Last updated: Sun 2 Apr 2017, 2:23 PM

Lebanon's prime minister warned on Friday that his country has reached "breaking point" by hosting more than one million Syrian refugees and urged investment from the international community.
Saad Hariri's comments came as the United Nations refugee agency UNHCR said more than six million Syrians have fled their country since its devastating war broke out in 2011.
Of those, Lebanon is hosting more than a million Syrians, roughly a quarter of its current population of four million.
"This issue has reached a breaking point for us in Lebanon.. We want the international community to hear us and understand that Lebanon is facing a crisis," Hariri told foreign media in Beirut. He was speaking ahead of an international conference on the post-conflict future of Syria that the European Union and United Nations are to host in Brussels on April 5.
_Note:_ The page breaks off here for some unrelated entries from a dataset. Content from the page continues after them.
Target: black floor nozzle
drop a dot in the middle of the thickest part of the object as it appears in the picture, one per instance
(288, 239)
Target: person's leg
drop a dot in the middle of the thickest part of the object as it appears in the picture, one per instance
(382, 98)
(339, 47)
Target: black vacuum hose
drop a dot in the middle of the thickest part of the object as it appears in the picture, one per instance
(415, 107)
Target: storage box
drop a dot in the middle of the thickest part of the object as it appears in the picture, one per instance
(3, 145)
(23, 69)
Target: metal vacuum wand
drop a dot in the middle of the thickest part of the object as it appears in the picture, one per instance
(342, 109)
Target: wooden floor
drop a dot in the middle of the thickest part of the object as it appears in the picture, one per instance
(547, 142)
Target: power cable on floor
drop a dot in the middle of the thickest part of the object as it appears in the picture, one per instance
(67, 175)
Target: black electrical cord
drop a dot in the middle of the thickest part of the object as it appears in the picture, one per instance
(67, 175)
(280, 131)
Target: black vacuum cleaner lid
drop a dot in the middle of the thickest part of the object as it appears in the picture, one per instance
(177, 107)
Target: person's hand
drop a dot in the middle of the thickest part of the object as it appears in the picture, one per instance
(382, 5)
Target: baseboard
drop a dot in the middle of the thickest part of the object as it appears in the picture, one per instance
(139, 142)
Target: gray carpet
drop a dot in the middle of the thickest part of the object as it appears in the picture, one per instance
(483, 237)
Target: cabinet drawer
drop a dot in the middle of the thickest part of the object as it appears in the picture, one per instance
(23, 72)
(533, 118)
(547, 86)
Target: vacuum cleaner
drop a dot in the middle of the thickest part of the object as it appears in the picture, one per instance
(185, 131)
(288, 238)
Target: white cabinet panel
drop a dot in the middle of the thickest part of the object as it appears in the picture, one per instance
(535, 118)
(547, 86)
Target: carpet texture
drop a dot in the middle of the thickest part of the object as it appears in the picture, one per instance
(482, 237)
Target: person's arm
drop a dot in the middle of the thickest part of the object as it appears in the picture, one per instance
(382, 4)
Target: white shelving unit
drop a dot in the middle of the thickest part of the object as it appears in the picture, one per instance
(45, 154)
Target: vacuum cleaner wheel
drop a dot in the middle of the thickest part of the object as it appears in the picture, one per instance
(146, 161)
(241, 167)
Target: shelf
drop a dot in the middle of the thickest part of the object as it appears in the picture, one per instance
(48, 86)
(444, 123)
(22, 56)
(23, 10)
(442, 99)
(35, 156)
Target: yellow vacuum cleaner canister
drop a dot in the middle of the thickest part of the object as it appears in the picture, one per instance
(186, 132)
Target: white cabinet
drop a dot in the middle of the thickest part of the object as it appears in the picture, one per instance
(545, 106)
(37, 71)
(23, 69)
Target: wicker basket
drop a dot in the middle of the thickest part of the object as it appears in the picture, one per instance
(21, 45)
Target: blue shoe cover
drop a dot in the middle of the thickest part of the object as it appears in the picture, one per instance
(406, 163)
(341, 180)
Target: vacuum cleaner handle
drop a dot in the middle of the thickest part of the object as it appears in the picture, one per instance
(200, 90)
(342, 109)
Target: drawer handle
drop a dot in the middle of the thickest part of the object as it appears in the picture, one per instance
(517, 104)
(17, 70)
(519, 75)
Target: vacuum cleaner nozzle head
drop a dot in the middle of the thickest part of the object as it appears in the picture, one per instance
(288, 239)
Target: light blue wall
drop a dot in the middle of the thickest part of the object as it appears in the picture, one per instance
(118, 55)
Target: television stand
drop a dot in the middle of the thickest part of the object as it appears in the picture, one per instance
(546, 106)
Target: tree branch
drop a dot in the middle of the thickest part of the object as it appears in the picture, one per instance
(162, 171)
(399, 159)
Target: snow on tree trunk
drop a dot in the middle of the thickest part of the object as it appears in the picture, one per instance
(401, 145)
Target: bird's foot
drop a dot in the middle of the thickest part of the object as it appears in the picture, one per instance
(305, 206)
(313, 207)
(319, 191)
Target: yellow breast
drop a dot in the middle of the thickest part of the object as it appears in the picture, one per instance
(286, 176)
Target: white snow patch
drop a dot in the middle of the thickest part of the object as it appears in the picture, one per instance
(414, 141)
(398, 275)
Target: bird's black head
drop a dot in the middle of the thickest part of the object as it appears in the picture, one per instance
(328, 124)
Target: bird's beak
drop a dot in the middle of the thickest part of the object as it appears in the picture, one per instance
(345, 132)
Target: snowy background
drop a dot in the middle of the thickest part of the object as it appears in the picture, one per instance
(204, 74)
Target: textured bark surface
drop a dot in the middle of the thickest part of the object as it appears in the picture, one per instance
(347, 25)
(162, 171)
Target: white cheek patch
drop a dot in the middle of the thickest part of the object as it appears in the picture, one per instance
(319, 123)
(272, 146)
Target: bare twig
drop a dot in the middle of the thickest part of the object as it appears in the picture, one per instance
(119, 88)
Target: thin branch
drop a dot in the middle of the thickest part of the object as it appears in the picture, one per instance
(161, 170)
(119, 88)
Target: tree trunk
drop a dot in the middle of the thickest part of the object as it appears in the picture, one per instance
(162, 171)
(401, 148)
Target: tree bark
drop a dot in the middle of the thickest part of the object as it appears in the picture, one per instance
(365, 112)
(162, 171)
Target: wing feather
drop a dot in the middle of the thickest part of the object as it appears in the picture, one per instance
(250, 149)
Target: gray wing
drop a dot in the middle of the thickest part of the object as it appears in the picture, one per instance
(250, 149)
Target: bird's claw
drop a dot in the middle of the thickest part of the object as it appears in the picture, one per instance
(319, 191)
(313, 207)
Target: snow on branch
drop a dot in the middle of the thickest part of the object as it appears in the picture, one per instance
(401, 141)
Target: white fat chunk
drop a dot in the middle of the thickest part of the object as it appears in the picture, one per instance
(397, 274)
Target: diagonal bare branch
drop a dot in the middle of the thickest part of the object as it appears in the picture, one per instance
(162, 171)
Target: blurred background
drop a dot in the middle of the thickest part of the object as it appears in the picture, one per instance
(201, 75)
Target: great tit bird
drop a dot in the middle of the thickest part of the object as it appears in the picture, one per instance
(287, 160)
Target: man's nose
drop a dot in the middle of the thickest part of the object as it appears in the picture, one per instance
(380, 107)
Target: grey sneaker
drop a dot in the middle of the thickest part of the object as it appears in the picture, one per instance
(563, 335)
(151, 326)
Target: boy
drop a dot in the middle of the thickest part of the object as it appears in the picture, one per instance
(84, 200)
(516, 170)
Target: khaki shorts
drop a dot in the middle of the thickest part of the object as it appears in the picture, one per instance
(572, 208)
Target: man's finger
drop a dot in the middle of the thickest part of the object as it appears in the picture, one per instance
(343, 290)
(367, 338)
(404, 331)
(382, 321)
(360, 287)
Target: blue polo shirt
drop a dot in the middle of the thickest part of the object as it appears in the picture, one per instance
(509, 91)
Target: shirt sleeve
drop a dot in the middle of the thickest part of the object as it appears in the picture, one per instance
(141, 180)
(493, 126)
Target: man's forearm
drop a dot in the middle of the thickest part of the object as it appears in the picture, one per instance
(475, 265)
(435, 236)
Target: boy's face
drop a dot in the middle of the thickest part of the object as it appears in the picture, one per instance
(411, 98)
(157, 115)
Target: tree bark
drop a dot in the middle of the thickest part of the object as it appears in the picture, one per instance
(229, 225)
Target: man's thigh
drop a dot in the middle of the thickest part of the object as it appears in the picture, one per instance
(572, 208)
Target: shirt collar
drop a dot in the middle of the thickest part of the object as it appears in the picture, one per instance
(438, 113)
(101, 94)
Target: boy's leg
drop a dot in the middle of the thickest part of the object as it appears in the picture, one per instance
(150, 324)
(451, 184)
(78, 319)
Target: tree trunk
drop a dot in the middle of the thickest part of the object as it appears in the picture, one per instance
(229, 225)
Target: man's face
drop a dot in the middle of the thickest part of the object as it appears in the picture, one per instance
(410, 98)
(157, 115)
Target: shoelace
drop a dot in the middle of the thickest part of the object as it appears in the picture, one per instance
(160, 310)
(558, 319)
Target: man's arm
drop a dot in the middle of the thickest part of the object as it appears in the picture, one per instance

The prime minister said he would appeal at the conference for international investment to improve infrastructure, including schools, roads, the environment and security in Lebanon.
He would propose the international community "commits... 10,000 to 12,000 (US) dollars per refugee (in Lebanon) over five to seven years".
Hariri told reporters he also fears that the refugee crisis could implode on the social level because of "huge tensions" between Lebanese and Syrians in most host communities. "I fear civil unrest," he said.
The influx of Syrian refugees in Lebanon has stretched the country's economic resources, the billionaire premier said.
In the education system, classrooms were overcrowded with the number of students more than doubling in six years to accommodate Syrian pupils. Unlike Palestinian refugees who live in camps managed by the United Nations, Syrian refugees in Lebanon live in informal camps.